Open-source AI agent runtime for any LLM — production-grade coding agent with multi-layer memory, multi-agent orchestration, and defense-in-depth security
Project description
llmcode
Python-native coding agent runtime tuned for local LLMs
5-layer memory · synthesis-first multi-agent · per-model prompts for Qwen / Llama / DeepSeek
Quick Start · Why llmcode · Features · vs Other Tools · Configuration · Docs
Why llmcode?
There are several great open-source AI coding agents now (opencode, Aider, Continue, etc). llmcode exists for a specific niche they don't fully serve:
You want a Claude Code-style coding agent that runs your own model on your own GPU, written in Python so it integrates with your existing Python LLM stack, with deep optimization for the smaller models you'll actually run locally.
If you check any of these boxes:
- You run vLLM, Ollama, or LM Studio with Qwen / Llama / DeepSeek locally
- You don't want another Node.js runtime in your stack (you already have Python)
- You've tried tools tuned for Claude/GPT and watched smaller models drown in the system prompt
- You need multi-agent coordination that doesn't over-spawn on local models
- You want persistent project memory that survives across sessions
- You care about CJK / multi-language terminal handling
then llmcode is for you.
If you mostly use cloud APIs and don't need any of the above, opencode is more mature and you should probably use it.
██╗ ██╗ ███╗ ███╗
██║ ██║ ████╗ ████║
██║ ██║ ██╔████╔██║
██║ ██║ ██║╚██╔╝██║
███████╗ ███████╗ ██║ ╚═╝ ██║
╚══════╝ ╚══════╝ ╚═╝ ╚═╝
██████╗ ██████╗ ██████╗ ███████╗
██╔════╝ ██╔═══██╗ ██╔══██╗ ██╔════╝
██║ ██║ ██║ ██║ ██║ █████╗
██║ ██║ ██║ ██║ ██║ ██╔══╝
╚██████╗ ╚██████╔╝ ██████╔╝ ███████╗
╚═════╝ ╚═════╝ ╚═════╝ ╚══════╝
Quick Start
pip install llmcode-cli
llmcode: command not found? pip installs scripts to~/.local/bin(Linux/macOS) or%APPDATA%\Python\Scripts(Windows). Add it to your PATH:export PATH="$HOME/.local/bin:$PATH"

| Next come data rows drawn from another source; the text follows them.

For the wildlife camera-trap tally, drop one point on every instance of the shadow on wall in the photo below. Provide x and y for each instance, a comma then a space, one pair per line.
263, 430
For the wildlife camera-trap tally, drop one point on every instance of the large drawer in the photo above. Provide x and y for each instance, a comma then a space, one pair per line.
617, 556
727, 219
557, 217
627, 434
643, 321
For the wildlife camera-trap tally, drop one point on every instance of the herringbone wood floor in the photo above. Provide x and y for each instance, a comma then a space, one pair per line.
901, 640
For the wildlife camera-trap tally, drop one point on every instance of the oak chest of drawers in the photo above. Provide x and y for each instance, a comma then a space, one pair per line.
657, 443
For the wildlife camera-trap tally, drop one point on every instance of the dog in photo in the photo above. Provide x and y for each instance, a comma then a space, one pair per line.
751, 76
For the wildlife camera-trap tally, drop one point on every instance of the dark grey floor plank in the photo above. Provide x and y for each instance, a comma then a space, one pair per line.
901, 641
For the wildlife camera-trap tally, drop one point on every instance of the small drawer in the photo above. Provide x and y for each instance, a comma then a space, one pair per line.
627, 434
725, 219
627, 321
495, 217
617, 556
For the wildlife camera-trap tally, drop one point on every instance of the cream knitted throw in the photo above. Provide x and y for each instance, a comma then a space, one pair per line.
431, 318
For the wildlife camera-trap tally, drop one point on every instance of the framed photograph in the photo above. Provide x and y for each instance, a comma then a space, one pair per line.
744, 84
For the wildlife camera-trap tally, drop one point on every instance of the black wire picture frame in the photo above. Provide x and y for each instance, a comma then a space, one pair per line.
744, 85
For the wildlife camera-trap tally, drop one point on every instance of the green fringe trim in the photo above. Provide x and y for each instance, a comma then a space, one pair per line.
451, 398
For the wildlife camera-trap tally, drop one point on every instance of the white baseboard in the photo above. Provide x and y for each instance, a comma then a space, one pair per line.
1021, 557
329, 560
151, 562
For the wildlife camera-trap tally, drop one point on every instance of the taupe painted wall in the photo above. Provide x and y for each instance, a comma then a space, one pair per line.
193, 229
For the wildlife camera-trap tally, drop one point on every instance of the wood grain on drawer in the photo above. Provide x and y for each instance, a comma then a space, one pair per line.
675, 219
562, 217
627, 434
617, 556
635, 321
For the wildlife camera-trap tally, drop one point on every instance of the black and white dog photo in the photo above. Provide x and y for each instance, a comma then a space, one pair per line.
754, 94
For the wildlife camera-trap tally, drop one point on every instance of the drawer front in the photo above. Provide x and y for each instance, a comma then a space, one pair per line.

With a local model (zero cost, fully offline):
mkdir -p ~/.llmcode
cat > ~/.llmcode/config.json << 'EOF'
{
"model": "qwen3.5",
"provider": {
"base_url": "http://localhost:8000/v1"
}
}
EOF
llmcode
With a cloud API:
cat > ~/.llmcode/config.json << 'EOF'
{
"model": "claude-sonnet-4-6",
"provider": {
"base_url": "https://api.anthropic.com/v1",
"api_key_env": "ANTHROPIC_API_KEY"
}
}
EOF
llmcode
Docker (self-hosted):
docker pull ghcr.io/djfeu/llmcode:latest
docker run -it --rm \
-v "$PWD:/workspace" \
-v "$HOME/.llmcode:/home/llmcode/.llmcode" \
--network host \
ghcr.io/djfeu/llmcode
Modes
llmcode # Default fullscreen TUI
llmcode --provider ollama # Auto-detect Ollama + interactive model selector
llmcode --mode plan # Read-only mode, plan before execution
llmcode --yolo # Auto-accept all permissions (dangerous)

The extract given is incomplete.